Europa entera corre el riesgo de verse sumida en la espiral. Basta un asesino de alemanes para que se incremente en dos puntos o los que sean las perspectivas electorales de la animadversión populista contra el extranjero en el país de Angela Merkel. La clave del extremismo de derechas en Europa es la misma que la del terrorismo islamista, como la de cualquier otro terrorismo. Es la percepción del asesino como un ser anónimo cuya identidad nada importa porque prevalecen sus motivos, su obediencia a un destino inescrutable. El colectivo es declarado culpable en su conjunto, también porque nunca denuncia al ejecutor que lleva dentro. No hay responsabilidades individuales más que en el plano estrictamente judicial. El islamismo se resiste a depurar el yihadismo que enraíza en su seno porque forma parte de él en cualquiera de sus manifestaciones. La extrema derecha populista cuenta en ello con su mejor argumento. Una vez muerto, Amri es únicamente sospechoso de lo que se le imputa. No queda otra causa pública que la del muro de contención frente a esa doble corriente de refugiados y migrantes ante los que nuestras puertas permanecen cada día más cerradas.
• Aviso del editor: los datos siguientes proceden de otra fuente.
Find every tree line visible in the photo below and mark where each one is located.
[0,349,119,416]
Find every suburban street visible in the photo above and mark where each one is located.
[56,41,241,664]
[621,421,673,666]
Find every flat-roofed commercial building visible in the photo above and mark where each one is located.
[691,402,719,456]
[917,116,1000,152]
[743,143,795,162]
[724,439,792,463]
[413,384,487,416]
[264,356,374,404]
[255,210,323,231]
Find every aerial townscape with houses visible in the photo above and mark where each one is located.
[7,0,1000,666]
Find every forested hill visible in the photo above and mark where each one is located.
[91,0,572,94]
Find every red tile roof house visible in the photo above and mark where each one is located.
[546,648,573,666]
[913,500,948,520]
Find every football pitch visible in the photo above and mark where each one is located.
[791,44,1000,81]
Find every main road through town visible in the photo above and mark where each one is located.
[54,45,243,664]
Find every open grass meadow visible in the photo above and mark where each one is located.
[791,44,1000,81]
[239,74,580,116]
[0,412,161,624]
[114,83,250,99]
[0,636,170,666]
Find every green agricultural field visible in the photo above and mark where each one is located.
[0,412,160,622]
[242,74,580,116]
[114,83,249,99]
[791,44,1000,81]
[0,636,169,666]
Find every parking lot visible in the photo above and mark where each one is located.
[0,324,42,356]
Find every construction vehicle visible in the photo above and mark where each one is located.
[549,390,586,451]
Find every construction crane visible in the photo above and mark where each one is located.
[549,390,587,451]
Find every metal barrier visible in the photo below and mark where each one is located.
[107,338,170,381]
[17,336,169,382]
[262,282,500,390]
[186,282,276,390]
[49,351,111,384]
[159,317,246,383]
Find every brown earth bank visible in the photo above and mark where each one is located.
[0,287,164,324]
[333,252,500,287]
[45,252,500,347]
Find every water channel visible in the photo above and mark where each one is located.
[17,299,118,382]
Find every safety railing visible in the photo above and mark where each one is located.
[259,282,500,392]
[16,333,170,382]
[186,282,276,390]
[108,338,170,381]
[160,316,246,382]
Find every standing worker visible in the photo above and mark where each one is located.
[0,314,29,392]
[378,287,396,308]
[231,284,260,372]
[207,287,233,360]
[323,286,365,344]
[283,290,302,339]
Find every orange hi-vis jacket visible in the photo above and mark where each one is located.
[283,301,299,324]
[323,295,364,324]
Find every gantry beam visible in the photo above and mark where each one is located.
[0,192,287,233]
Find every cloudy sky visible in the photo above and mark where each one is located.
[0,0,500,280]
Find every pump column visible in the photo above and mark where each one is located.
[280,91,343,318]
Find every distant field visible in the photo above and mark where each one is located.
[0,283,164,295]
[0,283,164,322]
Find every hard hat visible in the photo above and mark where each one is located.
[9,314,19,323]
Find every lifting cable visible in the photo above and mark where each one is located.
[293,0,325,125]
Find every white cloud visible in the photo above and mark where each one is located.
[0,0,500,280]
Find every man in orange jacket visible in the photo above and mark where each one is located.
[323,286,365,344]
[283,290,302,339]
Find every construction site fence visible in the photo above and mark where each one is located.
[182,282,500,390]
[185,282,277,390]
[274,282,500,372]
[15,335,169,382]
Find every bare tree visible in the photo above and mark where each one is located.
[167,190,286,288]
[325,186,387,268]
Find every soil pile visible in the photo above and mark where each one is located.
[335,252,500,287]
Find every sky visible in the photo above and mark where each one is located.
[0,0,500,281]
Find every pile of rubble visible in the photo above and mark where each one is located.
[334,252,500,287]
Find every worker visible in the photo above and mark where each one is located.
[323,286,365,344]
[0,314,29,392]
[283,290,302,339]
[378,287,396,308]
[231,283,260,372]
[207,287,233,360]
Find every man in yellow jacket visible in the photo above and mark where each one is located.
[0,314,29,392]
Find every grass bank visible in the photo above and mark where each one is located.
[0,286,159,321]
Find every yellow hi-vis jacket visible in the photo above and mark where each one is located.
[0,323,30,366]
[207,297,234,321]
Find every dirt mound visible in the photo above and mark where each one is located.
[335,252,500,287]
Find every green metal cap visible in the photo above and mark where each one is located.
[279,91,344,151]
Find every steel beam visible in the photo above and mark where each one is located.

Tampoco es casual que apenas se hable ya de multiculturalismo. Es como si la utopía se hubiese desvanecido por falta de una demanda expresa. Solo permanece en el ambiente un bienquedismo más o menos compasivo, que se horroriza –nos horrorizamos– ante un panorama tan desagradable. Al mismo tiempo Europa entera admite su impotencia para hacer realidad una convivencia armoniosa en una diversidad que vaya más allá de lo que las leyes dicten en cada momento. La universalidad en que se basan los principios de la democracia liberal no alcanza ni para integrar de buen grado a todos los habitantes legales de las sociedades europeas. El fracaso parcial de la misión resulta tan desconcertante que polariza actitudes acuciadas por la espiral. Se ha generado toda una corriente restrictiva de las libertades y los derechos que, en el fondo, entiende la universalidad de la democracia liberal como un ideal realizable solo entre quienes son nacionales desde sus bisabuelos añadiendo, si acaso, a unos pocos asimilados. No todos los que culpan a Merkel del atentado de Berlín lo dicen abiertamente, cuando ella misma se autoinculpó al precipitarse en el señalamiento de un refugiado como autor de la matanza. La comunidad islámica europea no tiene por qué sentirse interpelada cuando el multiculturalismo ha decaído como logro, también, de la intransigencia que anida en su seno.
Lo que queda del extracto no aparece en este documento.